Skip to content

CPEP: Contrastive Pose-EMG Pre-training Enhances Gesture Generalization on EMG Signals

Conference: NeurIPS 2025 arXiv: 2509.04699 Code: None Area: Human Understanding / Gesture Recognition Keywords: EMG signals, EMG, gesture recognition, contrastive learning, zero-shot classification, cross-modal alignment

TL;DR

This paper proposes the CPEP framework, which employs contrastive learning to align low-quality EMG signal representations with high-quality hand pose representations, endowing the EMG encoder with pose-awareness. CPEP is the first to achieve zero-shot recognition of unseen gestures from EMG signals, yielding a 21% improvement on in-distribution gesture classification and a 72% improvement on unseen gesture classification.

Background & Motivation

Background: Vision-based gesture recognition has matured considerably, yet remains constrained by power consumption and privacy concerns in wearable device deployments.
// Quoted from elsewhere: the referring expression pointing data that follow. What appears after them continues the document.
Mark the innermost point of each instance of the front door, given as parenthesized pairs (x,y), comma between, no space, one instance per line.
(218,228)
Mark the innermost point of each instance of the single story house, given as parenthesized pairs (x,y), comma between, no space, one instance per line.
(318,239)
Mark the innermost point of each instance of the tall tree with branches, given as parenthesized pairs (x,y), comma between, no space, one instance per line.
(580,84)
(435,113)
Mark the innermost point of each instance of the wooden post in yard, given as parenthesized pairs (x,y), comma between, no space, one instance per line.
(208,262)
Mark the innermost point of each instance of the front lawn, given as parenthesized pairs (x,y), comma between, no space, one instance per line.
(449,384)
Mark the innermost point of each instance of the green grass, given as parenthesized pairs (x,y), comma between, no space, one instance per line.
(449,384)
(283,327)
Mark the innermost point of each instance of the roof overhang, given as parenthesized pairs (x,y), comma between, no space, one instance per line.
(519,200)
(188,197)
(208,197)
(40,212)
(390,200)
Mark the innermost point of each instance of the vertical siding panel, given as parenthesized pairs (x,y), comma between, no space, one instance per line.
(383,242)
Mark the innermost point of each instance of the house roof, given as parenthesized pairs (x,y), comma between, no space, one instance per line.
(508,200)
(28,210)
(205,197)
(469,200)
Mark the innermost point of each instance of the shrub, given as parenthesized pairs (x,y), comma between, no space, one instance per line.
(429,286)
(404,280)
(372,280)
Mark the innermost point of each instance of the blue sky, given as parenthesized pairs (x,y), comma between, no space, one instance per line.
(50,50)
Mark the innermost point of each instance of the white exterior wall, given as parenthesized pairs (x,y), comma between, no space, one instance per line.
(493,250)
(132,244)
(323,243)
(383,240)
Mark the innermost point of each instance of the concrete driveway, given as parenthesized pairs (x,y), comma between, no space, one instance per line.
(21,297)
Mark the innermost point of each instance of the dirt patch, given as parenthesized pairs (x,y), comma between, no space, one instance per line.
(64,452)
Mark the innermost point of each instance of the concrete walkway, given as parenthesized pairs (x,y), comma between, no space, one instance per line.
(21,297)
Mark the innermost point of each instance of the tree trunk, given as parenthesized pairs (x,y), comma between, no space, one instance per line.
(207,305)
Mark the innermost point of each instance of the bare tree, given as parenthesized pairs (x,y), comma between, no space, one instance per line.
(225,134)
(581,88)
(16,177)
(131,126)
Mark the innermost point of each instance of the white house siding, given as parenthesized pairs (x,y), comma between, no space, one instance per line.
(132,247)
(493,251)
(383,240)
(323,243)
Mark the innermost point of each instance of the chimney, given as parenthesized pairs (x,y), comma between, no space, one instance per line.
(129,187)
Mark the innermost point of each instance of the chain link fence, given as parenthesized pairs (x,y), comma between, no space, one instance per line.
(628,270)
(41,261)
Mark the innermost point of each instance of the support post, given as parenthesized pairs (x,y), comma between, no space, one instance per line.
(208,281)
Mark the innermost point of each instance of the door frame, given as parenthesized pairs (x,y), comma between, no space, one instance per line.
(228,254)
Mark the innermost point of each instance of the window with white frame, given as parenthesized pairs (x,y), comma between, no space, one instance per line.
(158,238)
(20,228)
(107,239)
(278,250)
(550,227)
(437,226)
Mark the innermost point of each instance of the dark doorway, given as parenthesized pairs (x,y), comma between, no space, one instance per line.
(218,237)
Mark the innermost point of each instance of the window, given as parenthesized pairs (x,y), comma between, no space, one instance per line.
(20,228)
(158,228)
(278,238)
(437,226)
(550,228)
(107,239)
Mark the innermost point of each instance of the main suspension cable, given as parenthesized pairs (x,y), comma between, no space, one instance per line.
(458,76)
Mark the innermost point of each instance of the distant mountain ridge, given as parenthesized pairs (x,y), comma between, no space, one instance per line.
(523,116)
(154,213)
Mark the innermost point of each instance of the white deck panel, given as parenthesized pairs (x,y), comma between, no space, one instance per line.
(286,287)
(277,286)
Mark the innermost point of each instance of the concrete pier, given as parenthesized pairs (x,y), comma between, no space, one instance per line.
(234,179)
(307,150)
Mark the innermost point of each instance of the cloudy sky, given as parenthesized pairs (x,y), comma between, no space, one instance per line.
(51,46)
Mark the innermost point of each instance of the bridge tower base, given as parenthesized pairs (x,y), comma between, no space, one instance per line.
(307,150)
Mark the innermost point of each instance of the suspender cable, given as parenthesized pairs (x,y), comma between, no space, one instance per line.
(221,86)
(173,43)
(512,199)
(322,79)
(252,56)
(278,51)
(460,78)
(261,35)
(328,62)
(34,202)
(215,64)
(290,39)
Surface EMG (sEMG) signals are low-power and easy to integrate, making them well-suited for real-time gesture prediction on wearable platforms.
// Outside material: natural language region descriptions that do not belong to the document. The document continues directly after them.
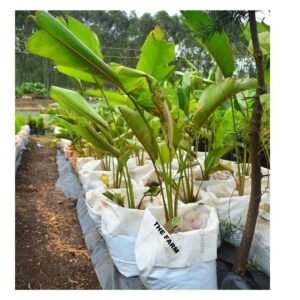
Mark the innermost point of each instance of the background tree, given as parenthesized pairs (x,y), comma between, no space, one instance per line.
(121,36)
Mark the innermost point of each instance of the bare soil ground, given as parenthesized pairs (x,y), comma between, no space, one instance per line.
(50,249)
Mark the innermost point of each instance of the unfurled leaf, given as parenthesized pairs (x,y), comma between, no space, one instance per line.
(77,104)
(214,95)
(70,45)
(96,139)
(141,130)
(157,56)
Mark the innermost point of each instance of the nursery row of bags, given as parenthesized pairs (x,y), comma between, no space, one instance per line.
(21,139)
(137,240)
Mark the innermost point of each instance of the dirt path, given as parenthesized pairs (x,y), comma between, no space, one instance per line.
(50,249)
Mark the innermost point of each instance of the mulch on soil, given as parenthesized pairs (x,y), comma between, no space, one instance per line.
(50,249)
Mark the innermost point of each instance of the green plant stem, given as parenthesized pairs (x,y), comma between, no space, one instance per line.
(240,261)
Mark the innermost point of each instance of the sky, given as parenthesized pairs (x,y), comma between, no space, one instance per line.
(173,11)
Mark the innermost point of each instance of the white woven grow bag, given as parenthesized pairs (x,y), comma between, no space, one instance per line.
(234,210)
(183,260)
(119,228)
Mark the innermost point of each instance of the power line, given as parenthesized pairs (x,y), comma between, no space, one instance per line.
(135,49)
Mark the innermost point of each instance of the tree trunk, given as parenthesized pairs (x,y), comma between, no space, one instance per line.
(255,196)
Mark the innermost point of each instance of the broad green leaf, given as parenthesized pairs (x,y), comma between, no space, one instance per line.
(136,84)
(213,157)
(69,49)
(217,45)
(77,104)
(139,127)
(72,72)
(157,55)
(86,35)
(96,139)
(214,95)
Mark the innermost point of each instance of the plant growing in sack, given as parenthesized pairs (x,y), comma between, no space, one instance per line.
(170,228)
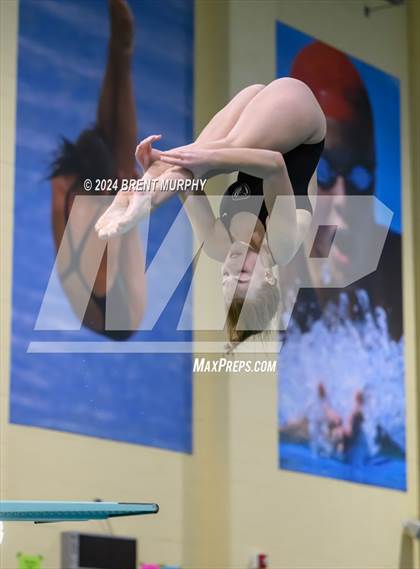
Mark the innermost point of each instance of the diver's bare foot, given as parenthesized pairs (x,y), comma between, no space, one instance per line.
(122,26)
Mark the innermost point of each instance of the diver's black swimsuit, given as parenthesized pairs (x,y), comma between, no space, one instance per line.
(301,163)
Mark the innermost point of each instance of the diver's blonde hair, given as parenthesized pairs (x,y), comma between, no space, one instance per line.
(253,316)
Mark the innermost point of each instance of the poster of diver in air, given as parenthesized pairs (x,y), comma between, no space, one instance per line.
(341,409)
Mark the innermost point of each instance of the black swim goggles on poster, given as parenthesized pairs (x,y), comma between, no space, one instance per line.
(358,179)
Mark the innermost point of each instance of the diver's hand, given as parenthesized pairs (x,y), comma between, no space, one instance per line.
(145,153)
(199,161)
(127,209)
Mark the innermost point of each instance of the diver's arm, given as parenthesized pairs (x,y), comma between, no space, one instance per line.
(209,162)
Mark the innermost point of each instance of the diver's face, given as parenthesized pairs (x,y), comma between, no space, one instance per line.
(345,169)
(243,272)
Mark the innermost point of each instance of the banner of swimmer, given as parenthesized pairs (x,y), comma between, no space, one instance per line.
(333,417)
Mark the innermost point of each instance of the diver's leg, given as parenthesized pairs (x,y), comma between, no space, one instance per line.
(116,114)
(280,117)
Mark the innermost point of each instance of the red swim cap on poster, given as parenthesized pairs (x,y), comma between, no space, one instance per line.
(333,79)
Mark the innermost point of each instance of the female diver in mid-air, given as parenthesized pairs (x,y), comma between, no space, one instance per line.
(273,135)
(101,152)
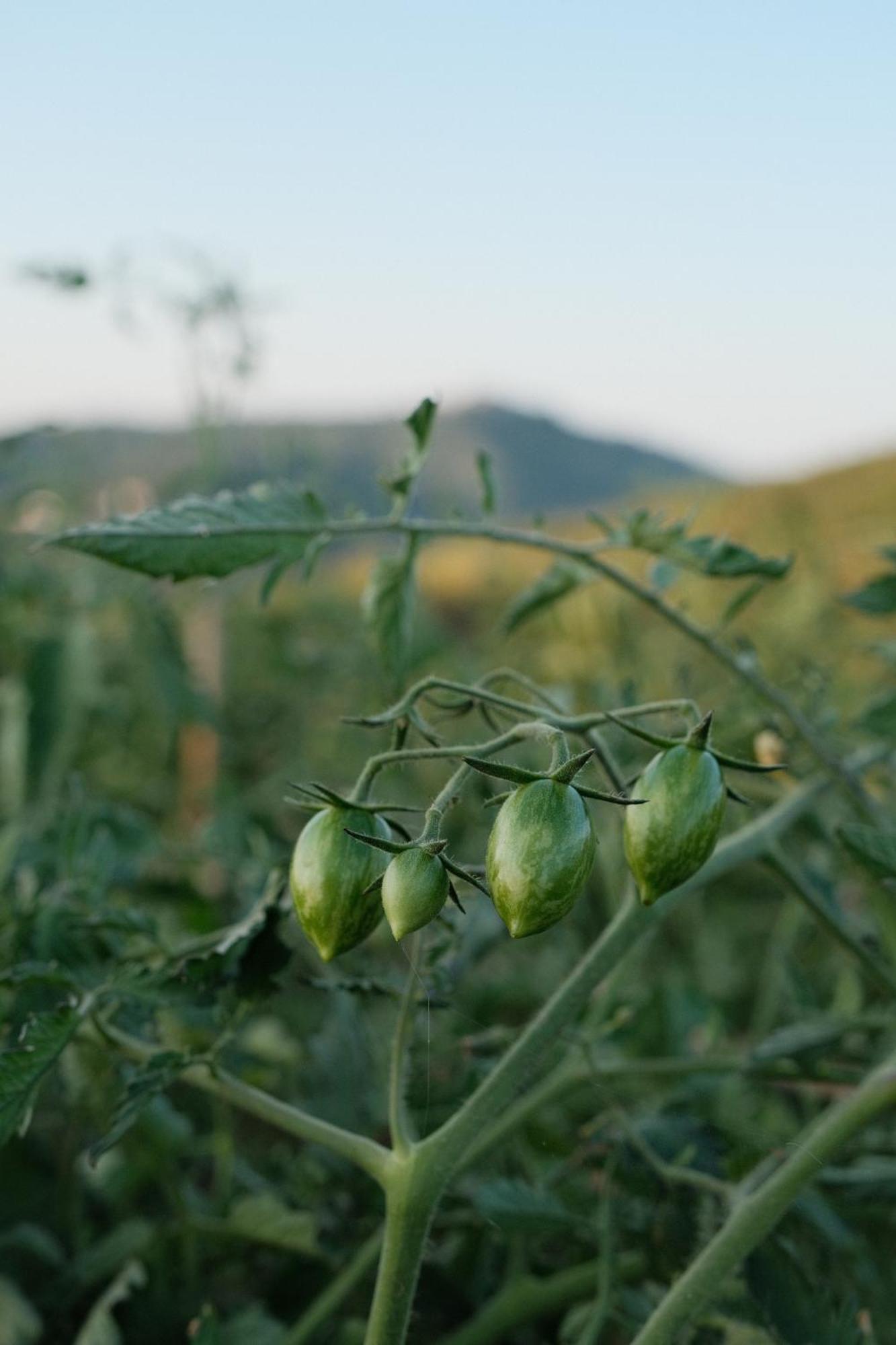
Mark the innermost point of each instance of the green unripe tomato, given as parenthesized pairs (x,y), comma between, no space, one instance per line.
(415,888)
(540,853)
(674,833)
(329,875)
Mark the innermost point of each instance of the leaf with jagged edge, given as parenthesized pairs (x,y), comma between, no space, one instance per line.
(145,1085)
(206,537)
(486,482)
(420,423)
(563,578)
(388,607)
(25,1066)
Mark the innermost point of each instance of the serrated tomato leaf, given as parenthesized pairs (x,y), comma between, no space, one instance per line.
(206,537)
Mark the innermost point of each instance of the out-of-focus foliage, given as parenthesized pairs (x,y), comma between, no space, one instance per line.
(147,736)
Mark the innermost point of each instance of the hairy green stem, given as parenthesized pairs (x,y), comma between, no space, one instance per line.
(455,753)
(588,555)
(758,1214)
(400,1128)
(797,879)
(412,1195)
(337,1292)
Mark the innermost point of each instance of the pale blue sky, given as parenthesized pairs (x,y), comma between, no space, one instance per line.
(667,220)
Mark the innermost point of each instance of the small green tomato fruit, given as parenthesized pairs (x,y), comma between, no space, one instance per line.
(329,875)
(415,888)
(540,853)
(671,836)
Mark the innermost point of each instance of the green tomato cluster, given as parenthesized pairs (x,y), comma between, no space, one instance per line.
(540,852)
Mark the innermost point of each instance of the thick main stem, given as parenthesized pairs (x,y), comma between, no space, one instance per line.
(412,1195)
(759,1213)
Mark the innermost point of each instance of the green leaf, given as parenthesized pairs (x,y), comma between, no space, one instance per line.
(266,1219)
(516,1206)
(198,537)
(19,1321)
(795,1309)
(128,1242)
(501,771)
(420,423)
(877,598)
(798,1040)
(251,1325)
(712,556)
(24,1067)
(741,602)
(880,716)
(720,559)
(101,1327)
(561,579)
(388,609)
(146,1083)
(873,848)
(486,481)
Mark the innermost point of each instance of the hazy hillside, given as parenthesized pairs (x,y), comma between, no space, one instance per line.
(538,465)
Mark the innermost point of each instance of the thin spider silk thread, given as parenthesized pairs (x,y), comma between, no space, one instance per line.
(423,987)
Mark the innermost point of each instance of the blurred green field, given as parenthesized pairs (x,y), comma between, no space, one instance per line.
(147,739)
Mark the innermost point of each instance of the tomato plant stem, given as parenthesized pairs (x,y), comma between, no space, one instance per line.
(758,1214)
(331,1299)
(412,1194)
(399,1120)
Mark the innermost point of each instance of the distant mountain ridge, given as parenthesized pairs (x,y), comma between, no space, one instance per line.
(538,466)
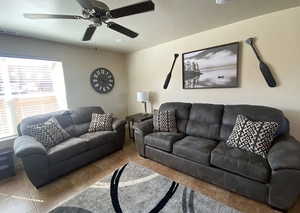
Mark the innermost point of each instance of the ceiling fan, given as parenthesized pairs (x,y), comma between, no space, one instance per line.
(99,13)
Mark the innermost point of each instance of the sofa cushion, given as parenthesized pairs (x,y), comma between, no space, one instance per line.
(95,139)
(82,118)
(66,150)
(205,121)
(163,140)
(255,113)
(182,111)
(237,161)
(164,121)
(194,148)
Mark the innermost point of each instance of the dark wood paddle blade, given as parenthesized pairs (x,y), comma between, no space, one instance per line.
(167,81)
(265,70)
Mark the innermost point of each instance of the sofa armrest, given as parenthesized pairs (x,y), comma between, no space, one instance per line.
(144,128)
(118,123)
(285,154)
(26,145)
(140,131)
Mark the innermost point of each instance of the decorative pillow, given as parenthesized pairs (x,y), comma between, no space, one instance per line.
(253,136)
(101,122)
(49,133)
(164,121)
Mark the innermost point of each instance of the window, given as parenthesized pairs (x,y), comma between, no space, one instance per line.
(28,87)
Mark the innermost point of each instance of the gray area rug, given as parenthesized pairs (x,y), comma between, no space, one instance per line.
(136,189)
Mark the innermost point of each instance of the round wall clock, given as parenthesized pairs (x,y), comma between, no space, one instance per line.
(102,80)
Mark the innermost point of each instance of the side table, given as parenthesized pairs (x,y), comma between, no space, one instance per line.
(136,118)
(7,166)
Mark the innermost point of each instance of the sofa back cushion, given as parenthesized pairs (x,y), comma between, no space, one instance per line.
(82,118)
(63,118)
(205,121)
(255,113)
(182,111)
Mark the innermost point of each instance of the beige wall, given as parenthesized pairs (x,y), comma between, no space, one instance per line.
(279,41)
(78,63)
Limitations of Prior Work: (a) EMG signals exhibit low signal-to-noise ratios and high variability, limiting the effectiveness of conventional self-supervised pre-training; (b) supervised methods (e.g., emg2pose for pose regression) generalize poorly and cannot recognize unseen gestures or adapt to new users; (c) large-scale EMG data collection is costly and difficult.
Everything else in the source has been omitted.